By Marty Graham
Police Chief Ed Aceves has a grim message for La Mesa: the Nov. 4 passage of Proposition 47 — which will cause thousands of people convicted of property crimes and drug possession to be released from jails and prisons without supervision or support — means there may be an increase in property crimes.
“These are the potential impacts that can happen for law enforcement and the community,” Aceves explains. “I felt it was appropriate to educate people on what may be coming.”
La Mesa had recently begun winning its war on property crimes such as burglaries, petty thefts and the auto break-ins that particularly plague the neighborhoods where apartment buildings are prominent. But Prop. 47 takes away some of the legal tools police had relied on.
In May, Aceves delivered the results of a team enforcement effort with the sheriff’s department that targeted prolific offenders. The enforcement theory was that if you look for clusters of burglaries on a map, you’ll find a prolific offender. The law enforcement team found that the prolific offender was usually visiting a friend in the neighborhood where the binge of petty crime occurred. They also found that prolific offenders were often connected to each other in what Aceves described as “the Kevin Bacon effect.”
The effort resulted in a 40 to 50 percent decrease in residential and auto burglaries, he said.
The strategy was enhanced by what parole and probation cops call a “fourth waiver,” where convicted thieves agree to waive their Fourth Amendment right to refuse a search. Using the fourth waiver, officers were often able to find evidence such as stolen property and burglary tools on suspects who had been convicted of felonies.
But if the suspect isn’t on probation or parole, cops cannot use the fourth waiver, and as a result of Prop. 47, far fewer low-level offenders will be on probation or parole for their crimes.
With the changes to the law under Prop. 47, there is little stick and lots of carrot for petty criminals, even when they are caught red-handed, Aceves said.
“It’s frustrating because we’ve done such a good job with reducing our crime rate,” Aceves says.
Deputy District Attorney David Greenberg agrees with Aceves’ assessment that property crimes will probably go up. It also means that many suspects will be given citations and released when they’re caught, he says.

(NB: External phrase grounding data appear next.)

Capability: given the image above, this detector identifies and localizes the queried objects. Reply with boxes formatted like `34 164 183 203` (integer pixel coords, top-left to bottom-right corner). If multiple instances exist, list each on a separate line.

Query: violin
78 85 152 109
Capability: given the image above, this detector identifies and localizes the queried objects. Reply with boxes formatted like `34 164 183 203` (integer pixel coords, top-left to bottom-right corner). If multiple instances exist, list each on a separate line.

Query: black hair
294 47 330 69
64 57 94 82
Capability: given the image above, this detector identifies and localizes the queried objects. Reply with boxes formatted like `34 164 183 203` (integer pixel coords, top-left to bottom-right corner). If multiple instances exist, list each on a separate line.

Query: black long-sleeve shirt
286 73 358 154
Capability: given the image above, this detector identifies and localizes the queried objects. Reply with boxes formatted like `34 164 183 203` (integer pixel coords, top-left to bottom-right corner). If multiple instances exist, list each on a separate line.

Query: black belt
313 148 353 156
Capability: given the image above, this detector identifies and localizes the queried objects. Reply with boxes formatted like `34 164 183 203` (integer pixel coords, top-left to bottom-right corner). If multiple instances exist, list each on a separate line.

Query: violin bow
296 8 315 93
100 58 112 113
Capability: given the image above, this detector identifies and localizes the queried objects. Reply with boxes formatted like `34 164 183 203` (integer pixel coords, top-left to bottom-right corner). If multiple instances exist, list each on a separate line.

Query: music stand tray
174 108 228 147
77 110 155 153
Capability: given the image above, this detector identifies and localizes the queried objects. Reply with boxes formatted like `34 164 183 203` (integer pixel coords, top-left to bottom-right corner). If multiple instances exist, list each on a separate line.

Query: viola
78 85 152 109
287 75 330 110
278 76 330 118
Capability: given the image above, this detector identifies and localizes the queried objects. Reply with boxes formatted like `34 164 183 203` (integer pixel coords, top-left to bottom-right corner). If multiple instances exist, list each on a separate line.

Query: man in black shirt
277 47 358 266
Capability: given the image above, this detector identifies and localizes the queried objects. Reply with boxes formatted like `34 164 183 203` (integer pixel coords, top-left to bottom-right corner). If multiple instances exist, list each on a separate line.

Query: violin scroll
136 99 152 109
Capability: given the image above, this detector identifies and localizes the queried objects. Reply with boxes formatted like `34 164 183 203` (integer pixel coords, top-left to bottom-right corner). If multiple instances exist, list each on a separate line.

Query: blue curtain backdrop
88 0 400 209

“Before Prop. 47, a guy with a robbery conviction who went into Walmart and got caught stealing $200 worth of stuff would be arrested and charged with a felony,” Greenberg says. “Now, law enforcement arrives, they see he has stolen nothing that makes it a felony, so they issue a citation to appear in court in 45 to 60 days. Who knows if the guy will show up, and the maximum penalty now is 180 days instead of 32 months.”
The District Attorney’s office often would use the threat of a longer sentence as leverage to push the suspect into drug treatment and supervise him for more than a year.
“Now the suspect can say 180 days equals 90 days of real incarceration; that’s a lot easier than going into treatment,” Greenberg says. “Treatment is tough. Ninety days [in jail] — that’s easy.”
The other problem, both Aceves and Greenberg say, is there’s no plan for drug treatment or community support for the people being released now — and no program funding for at least 20 months.
For people who were caught before Prop. 47 and are in treatment now, the District Attorney is making it possible for them to stay in treatment programs even though the reduction of charges means they can leave — or pay to stay in treatment, Greenberg said.
Aceves says treatment is important, but it often takes leverage to convince minor offenders to accept treatment.
“A lot of property crime has a drug component. Some of the charges are usually dropped with a plea bargain, but the sentence reflects that the person has a drug problem,” he says. “Now that there’s no real hammer for drug possession, that person is going to think, ‘Why not go ahead and steal more stuff?’”
Aceves agrees that prison for people who commit petty crime to support a drug habit is not much of a solution. But he wants to see the programs promised by Prop. 47 in place so the people being released from jails and prisons have some supervision and support when they land back in the communities where they’ve done wrong before.
The text of Prop. 47 stipulates that the money saved by keeping offenders out of prison will be divvied up so that 60 percent goes for mental health and drug treatment, 25 percent for education and 10 percent for victims’ services.
“The proposition says that the savings in prison costs for the first year will be calculated in July 2016 and put towards programs,” he says. “That means there’s no money available for at least 20 months, and we don’t know how much money will become available then.”
In San Diego County jails, more than 1,800 inmates have filed petitions for resentencing, according to the San Diego Sheriff’s Department. So far, there have been just eight inmates released.
Two were in jail for meth possession; one for meth and heroin; one for heroin; one for theft and meth possession; one for burglary; one for theft; and one for theft, burglary and possessing stolen property, a department spokesperson said.
But Greenberg says the number of inmates with similar charges and convictions will grow.
“Right now, it’s people with court dates for preliminary hearings, trials and sentencing that are being released,” Greenberg says. “We’ve got more than 1,800 files to review and we’re meeting every day with the Public Defender to review them. There will be many more, and there will certainly be an impact in our community.”
—Marty Graham is a freelance writer covering the San Diego region.